A United Arab Emirates court, on Sunday, convicted and sentenced five political activists, after they were found guilty for "publicly insulting" the Gulf state's leaders by calling for protests. The five, arrested in April, have been on trial since June.

The accused - Ahmed Mansoor, Nasser bin Ghaith, Fahad Salim Dalk, Hassan Ali al-Khamis and Ahmed Abdul Khaleq - collectively known as the "UAE 5", were sentenced by the three-judge panel to two years in prison; the leader, Mansoor, was sentenced to three years, according to reports from Reuters.

Mansoor is a communications engineer and poet, whose works were published by the Abu Dhabi Authority for Culture and Heritage (ADACH) and Nasser bin Gaith lectured at the Abu Dhabi branch of France's Sorbonne University.

The former was accused of running a Web site "Hiwar" ("Dialogue"), which was allegedly used to express anti-government views. The federal court has also ordered the closure of the Internet forum used by the activists, reported AFP.

Earlier this month, the trial was criticised as "grossly unfair", by a coalition of seven human rights' watchdogs - Amnesty International, the Arabic Network for Human Rights Information, Front Line Defenders and Human Rights Watch, Alkarama (Dignity), the Gulf Centre for Human Rights and Index on Censorship. In a joint statement, the seven called for "all five to be released immediately and unconditionally," said an AFP report.

According to media reports, the five defendants were on a hunger strike and did not attend the trial verdict. In their message, the activists said the court "did not enable them to defend themselves".

The Supreme Court's verdict has drawn different reactions from the public.
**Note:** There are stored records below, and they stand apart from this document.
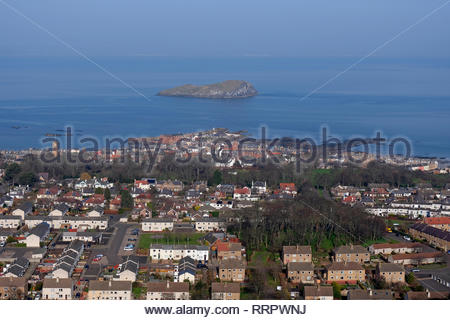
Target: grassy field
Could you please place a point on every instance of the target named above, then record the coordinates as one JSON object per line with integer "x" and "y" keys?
{"x": 146, "y": 239}
{"x": 259, "y": 258}
{"x": 382, "y": 240}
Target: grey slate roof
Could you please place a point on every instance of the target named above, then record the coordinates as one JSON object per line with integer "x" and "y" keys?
{"x": 41, "y": 230}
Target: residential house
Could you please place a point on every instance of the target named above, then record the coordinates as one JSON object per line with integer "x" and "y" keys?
{"x": 225, "y": 291}
{"x": 229, "y": 250}
{"x": 187, "y": 269}
{"x": 67, "y": 262}
{"x": 442, "y": 223}
{"x": 167, "y": 290}
{"x": 23, "y": 210}
{"x": 417, "y": 258}
{"x": 48, "y": 193}
{"x": 129, "y": 269}
{"x": 362, "y": 294}
{"x": 59, "y": 211}
{"x": 6, "y": 202}
{"x": 109, "y": 290}
{"x": 57, "y": 289}
{"x": 17, "y": 268}
{"x": 391, "y": 272}
{"x": 390, "y": 248}
{"x": 288, "y": 188}
{"x": 244, "y": 193}
{"x": 69, "y": 222}
{"x": 157, "y": 224}
{"x": 177, "y": 252}
{"x": 345, "y": 272}
{"x": 69, "y": 236}
{"x": 318, "y": 292}
{"x": 37, "y": 235}
{"x": 209, "y": 224}
{"x": 232, "y": 270}
{"x": 300, "y": 272}
{"x": 10, "y": 222}
{"x": 297, "y": 254}
{"x": 351, "y": 253}
{"x": 436, "y": 237}
{"x": 12, "y": 288}
{"x": 97, "y": 211}
{"x": 259, "y": 187}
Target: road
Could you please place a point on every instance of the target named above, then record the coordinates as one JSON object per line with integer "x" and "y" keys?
{"x": 113, "y": 251}
{"x": 424, "y": 275}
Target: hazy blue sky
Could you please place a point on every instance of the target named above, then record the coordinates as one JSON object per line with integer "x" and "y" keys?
{"x": 301, "y": 28}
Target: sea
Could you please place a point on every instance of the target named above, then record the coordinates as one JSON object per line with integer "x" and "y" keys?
{"x": 298, "y": 97}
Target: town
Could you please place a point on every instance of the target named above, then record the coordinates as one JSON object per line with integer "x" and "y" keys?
{"x": 225, "y": 231}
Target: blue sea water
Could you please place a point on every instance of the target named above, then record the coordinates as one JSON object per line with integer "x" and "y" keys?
{"x": 399, "y": 98}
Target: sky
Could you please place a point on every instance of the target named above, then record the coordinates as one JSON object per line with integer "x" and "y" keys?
{"x": 231, "y": 28}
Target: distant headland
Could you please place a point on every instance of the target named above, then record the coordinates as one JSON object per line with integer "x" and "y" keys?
{"x": 230, "y": 89}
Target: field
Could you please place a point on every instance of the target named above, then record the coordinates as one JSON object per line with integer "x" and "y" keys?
{"x": 146, "y": 239}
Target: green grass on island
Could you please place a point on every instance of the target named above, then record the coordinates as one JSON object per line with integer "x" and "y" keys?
{"x": 147, "y": 239}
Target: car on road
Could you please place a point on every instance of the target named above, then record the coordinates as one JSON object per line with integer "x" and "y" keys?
{"x": 98, "y": 257}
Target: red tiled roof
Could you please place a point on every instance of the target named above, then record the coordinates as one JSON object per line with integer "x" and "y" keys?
{"x": 437, "y": 220}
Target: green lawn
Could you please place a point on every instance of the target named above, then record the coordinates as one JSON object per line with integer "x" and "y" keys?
{"x": 260, "y": 258}
{"x": 381, "y": 240}
{"x": 433, "y": 266}
{"x": 146, "y": 239}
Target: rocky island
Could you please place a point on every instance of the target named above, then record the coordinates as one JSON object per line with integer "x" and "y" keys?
{"x": 230, "y": 89}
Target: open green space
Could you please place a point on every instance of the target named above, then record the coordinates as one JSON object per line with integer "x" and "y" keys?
{"x": 147, "y": 239}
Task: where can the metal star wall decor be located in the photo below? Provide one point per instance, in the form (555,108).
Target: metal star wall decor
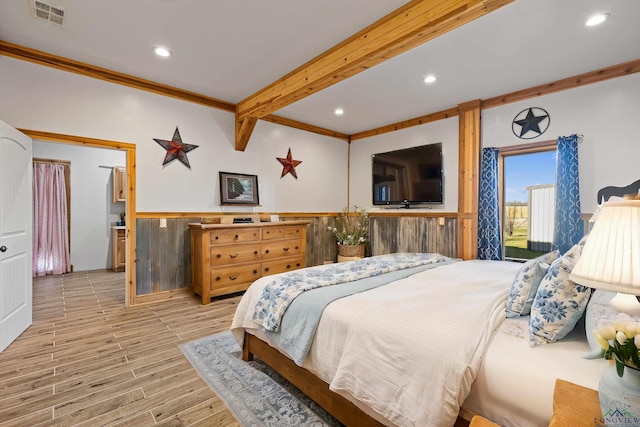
(176,149)
(530,123)
(289,165)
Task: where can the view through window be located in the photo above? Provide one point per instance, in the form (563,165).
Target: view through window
(529,198)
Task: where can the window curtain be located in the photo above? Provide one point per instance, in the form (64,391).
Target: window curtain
(489,245)
(50,233)
(568,228)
"It is highly disturbing that after almost eight months in jail, these men get to spend more time locked up on these ridiculous charges," Human Rights Watch representative, Samer Muscati, who attended the trial, was quoted as saying in the Washington Post.

"This shows that in the UAE you are not guaranteed a fair trial," he added, charging that the trial was "flawed from day one," and pointing out the lawyers "couldn't cross-examine witnesses."

Khalifa al-Nuaimi, a relative of bin Ghaith, called the verdict "shocking and harsh".

However, a crowd of 200 people who had gathered opposite the court, agreed with the verdict.

"This verdict in itself could be considered a pardon," said Hamad Jaber, from Al-Ain city, to AFP.

A government employee, Mohammed al-Hossani, 33, also agreed with the leniency of the verdict, pointing out that in his opinion "this was a case of incitement, not just a matter of expressing opinion."